Kevin placed his hands on Wyatt’s hips and raised his eyebrows. “Stop asking what?”
Wyatt stood up even taller. “It’s time to say good-bye.”
Kevin’s brows came together. “You’re leaving? Wyatt, just because we’ve got the electricity back doesn’t mean we can still get out of—”
Wyatt shook his head.
“It’s time for me to go to Pax Place.”
Kevin’s mouth opened. Then shut. He nodded. But he didn’t say anything.
“And I need to go now. Before it gets dark.”
He shivered—not so much from the cold, but for what he was about to do.
“Yeah, you don’t want to be there in the cold and the dark.”
“I’ll take my bearskin.”
Kevin nodded. “I think that’s good. You are a bear.”
“Bear is one of my guides,” Wyatt said, and Kevin didn’t laugh. Of course he didn’t, and that gave Wyatt a little more strength.
I’m glad I’m wearing two pairs of socks, Wyatt thought. I’m glad one pair is Kevin’s.
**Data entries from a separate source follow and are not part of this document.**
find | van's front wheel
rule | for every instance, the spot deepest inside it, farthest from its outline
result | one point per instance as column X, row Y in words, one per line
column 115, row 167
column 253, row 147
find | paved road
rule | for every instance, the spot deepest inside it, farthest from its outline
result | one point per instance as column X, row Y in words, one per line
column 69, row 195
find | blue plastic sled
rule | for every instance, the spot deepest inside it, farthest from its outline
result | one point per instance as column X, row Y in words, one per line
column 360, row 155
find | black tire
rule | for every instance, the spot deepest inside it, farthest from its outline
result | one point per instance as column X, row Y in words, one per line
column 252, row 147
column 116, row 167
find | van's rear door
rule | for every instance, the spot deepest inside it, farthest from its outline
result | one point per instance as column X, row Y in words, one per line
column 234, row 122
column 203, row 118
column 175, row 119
Without thinking anymore—because gods, hadn’t he done enough thinking?—he prepared himself for the cold and for the big good-bye. He tugged a sweatshirt out of his bag and wiggled into it and then climbed into a pair of sweatpants as well. Two layers. Good. He nodded. Then came gloves and his bear hat—which Kevin liked!—and everything he would need for the ritual. Not much, really. His wand that he’d carved himself out of hawthorn from right here at Camp—hawthorn because of its masculine properties and fairy magick—and his athame. He wouldn’t need his chalice or pentacle plate. His fireplace lighter, of course; he’d need that. The tiny bottle of fuel in case the wood was wet, even though he’d prepared for that. Nothing else. It was all there.
Then he went to Kevin, and Kevin met him and kissed his furry cheeks and then his mouth, and the promise of more kisses made him tremble.
Kevin nodded and gave him an encouraging smile, and that was one more boost of strength.
Time.
It was time.
He turned and went to the bed, took up his bearskin, and swirled it around him with great ceremony, glanced one last time at his friend—because Kevin was that if nothing else—and then headed into the snow.